I have implemented quicksort in Java and C and I was doing some basic comparissons. The graph came out as two straight lines, with the C being 4ms faster than the Java counterpart over 100,000 random integers.

The code for my tests can be found here;

android-benchmarks

I wasn't sure what an (n log n) line would look like but I didn't think it would be straight. I just wanted to check that this is the expected result and that I shouldn't try to find an error in my code.

I stuck the formula into excel and for base 10 it seems to be a straight line with a kink at the start. Is this because the difference between log(n) and log(n+1) increases linearly?

Thanks,

Gav

Answer 1

Make the graph bigger and you'll see that O(n logn) isn't quite a straight line. But yes, it is pretty near to linear behaviour. To see why, just take the logarithm of a few very large numbers.

For example (base 10):

log(1000000) = 6
log(1000000000) = 9
…

So, to sort 1,000,000 numbers, an O(n logn) sorting adds a measly factor 6 (or just a bit more since most sorting algorithms will depend on base 2 logarithms). Not an awful lot.

In fact, this log factor is so extraordinarily small that for most orders of magnitude, established O(n logn) algorithms outperform linear time algorithms. A prominent example is the creation of a suffix array data structure.

A simple case has recently bitten me when I tried to improve a quicksort sorting of short strings by employing radix sort. Turns out, for short strings, this (linear time) radix sort was faster than quicksort, but there was a tipping point for still relatively short strings, since radix sort crucially depends on the length of the strings you sort.

Answer 2

For even more fun in a similar vein, try plotting the time taken by n operations on the standard disjoint set data structure. It has been shown to be asymptotically n α(n) where α(n) is the inverse of the Ackermann function (though your usual algorithms textbook will probably only show a bound of n log log n or possibly n log* n).
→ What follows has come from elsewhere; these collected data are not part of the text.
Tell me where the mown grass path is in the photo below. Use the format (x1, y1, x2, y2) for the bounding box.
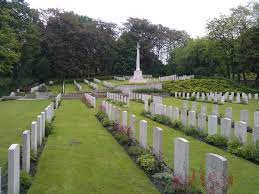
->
(28, 100, 158, 194)
(123, 101, 259, 194)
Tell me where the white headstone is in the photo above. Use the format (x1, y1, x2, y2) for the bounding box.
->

For any kind of number that you will be likely to encounter as the input size, α(n) ≤ 5 (and indeed log* n ≤ 5), although it does approach infinity asymptotically.
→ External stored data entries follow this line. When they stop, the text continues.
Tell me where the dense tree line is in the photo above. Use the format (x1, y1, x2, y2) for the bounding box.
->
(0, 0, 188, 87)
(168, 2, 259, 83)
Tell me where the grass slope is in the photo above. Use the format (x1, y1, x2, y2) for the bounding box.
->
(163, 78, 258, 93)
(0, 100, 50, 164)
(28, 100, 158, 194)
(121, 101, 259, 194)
What I suppose you can learn from this is that while asymptotic complexity is a very useful tool for thinking about algorithms, it is not quite the same thing as practical efficiency.

Answer 3

log(N) is (very) roughly the number of digits in N. So, for the most part, there is little difference between log(n) and log(n+1)

Answer 4

FYI, quicksort is actually O(n^2), but with an average case of O(nlogn)
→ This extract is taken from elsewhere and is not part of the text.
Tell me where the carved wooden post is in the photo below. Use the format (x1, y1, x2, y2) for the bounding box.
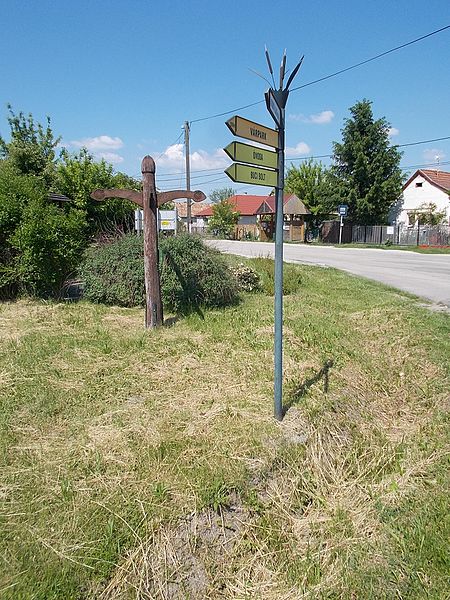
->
(91, 156, 206, 330)
(141, 156, 162, 328)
FYI, there is a pretty big difference between O(n) and O(nlogn). That's why it's not boundable by O(n) for any constant.

For a graphical demonstration see:

Answer 5

Try plotting an actual linear line on top of it and you'll see the small increase. Note that the Y value at 50,0000 is less than the 1/2 Y value at 100,000.

It's there, but it's small. Which is why O(nlog(n)) is so good!

Answer 6

1. Usually the O( n*log(n) ) algorithms have a 2-base logarithmic implementation.
2. For n = 1024, lg(1024) = 10, so n*lg(n) = 1024*10 = 10.240 calculations, an increase by an order of magnitude.

So, O(N*log N) is similar to linear only for a small amount of data.

Tip: don't forget that quicksort behaves very well on random data and that it's not an O(n*log(n)) algorithm.